Koronavirüs salgını gazeteleri vurdu: Gazeteler basılıyor, satılamıyor

Koronavirüs yazılı basını da etkiledi. 11 Mart'tan beri gazetelerin tirajları yüzde 25 düştü. Gazeteciler ve meslek örgütleri acilen önlem alınması gerektiğini belirtiyor.

Fotoğraf: Evrensel

Paylaş

Gözde TÜZER
İstanbul

Koronavirüs salgını yazılı basını da vurdu. 11 Mart’ta ilk vakanın açıklanmasından bugüne gazete tirajları yüzde 25 oranında düştü. Bununla beraber reklam ve ilan gelirleri de ciddi oranda azaldı. Basın İlan Kurumu gazeteler için bir paket açıklamış olsa da, bu yeterli olmadı. Zaten ilan ve reklam kıskacında olan bağımsız gazeteler ise, maliyetine gazete basmaya başladı.

Hafta sonu sokağa çıkma yasağıyla beraber gazetelerin üzerindeki yük daha da arttı. Geçtiğimiz hafta sonu sokağa çıkma yasağı olsa da gazeteler basıldı ancak balyalar halinde geri dönüşüme gönderildi.

Basın meslek örgütleri bir an önce bu sorunun çözülmesi gerektiğini, devletin gazeteler için özel bir önlem alması gerektiğini söylüyor.

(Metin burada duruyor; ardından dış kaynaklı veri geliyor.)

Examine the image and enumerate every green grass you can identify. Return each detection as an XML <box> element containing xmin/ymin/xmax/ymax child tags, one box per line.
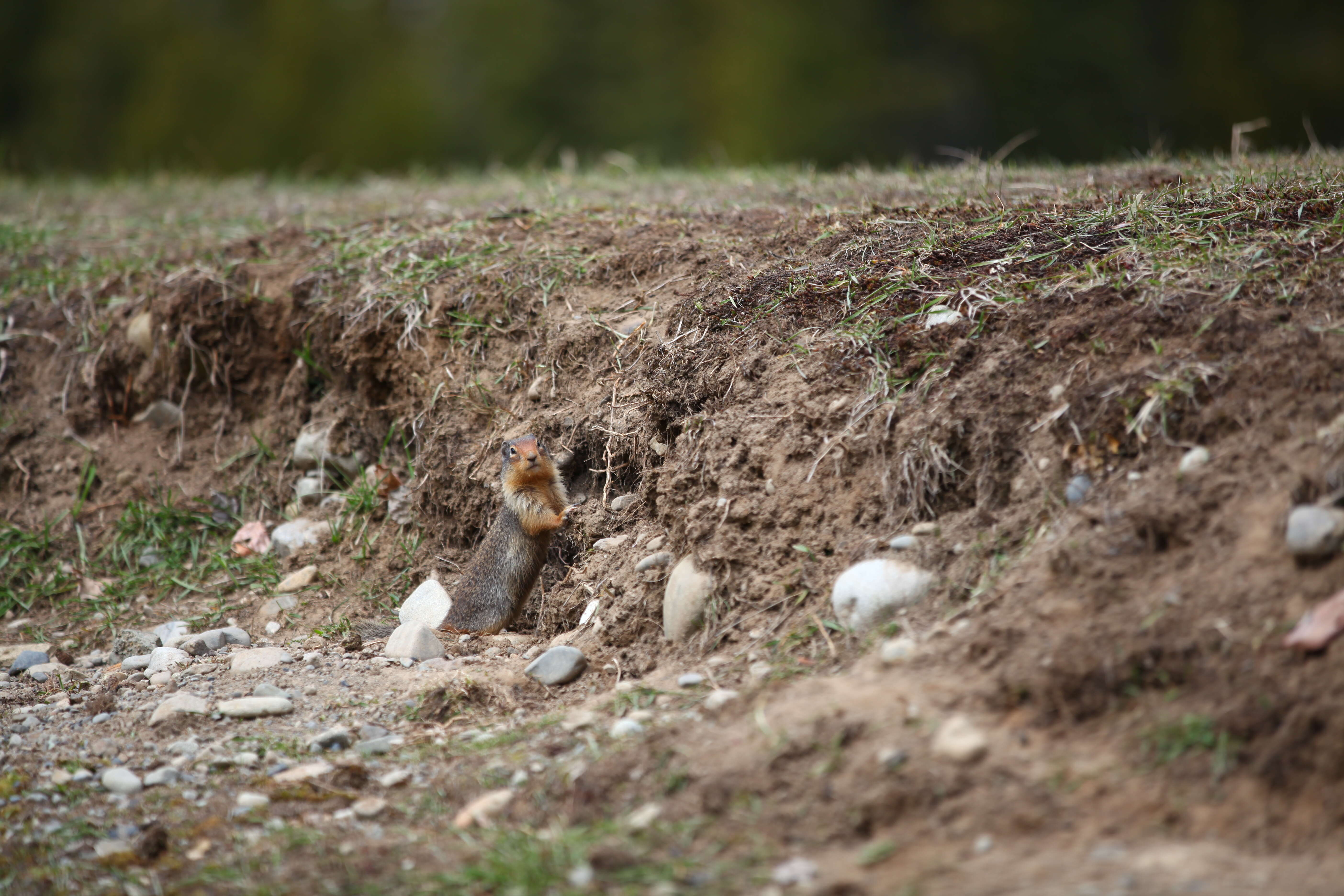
<box><xmin>1142</xmin><ymin>713</ymin><xmax>1241</xmax><ymax>780</ymax></box>
<box><xmin>0</xmin><ymin>517</ymin><xmax>78</xmax><ymax>614</ymax></box>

Evrensel, BirGün ve Cumhuriyet gazeteleri cumartesi ve pazar günü e-gazeteyi ücretsiz olarak okuyucularına sundu. Yeni Yaşam gazetesi ise virüsün başladığı günlerde e-gazete formatına geçmişti. Gazeteciler ve basın meslek örgütleri yazılı basın için derhal önlem alınması gerektiğini düşünüyor.

"BASILAMAYAN GAZETELER MÜCBİR SEBEP SAYILACAK"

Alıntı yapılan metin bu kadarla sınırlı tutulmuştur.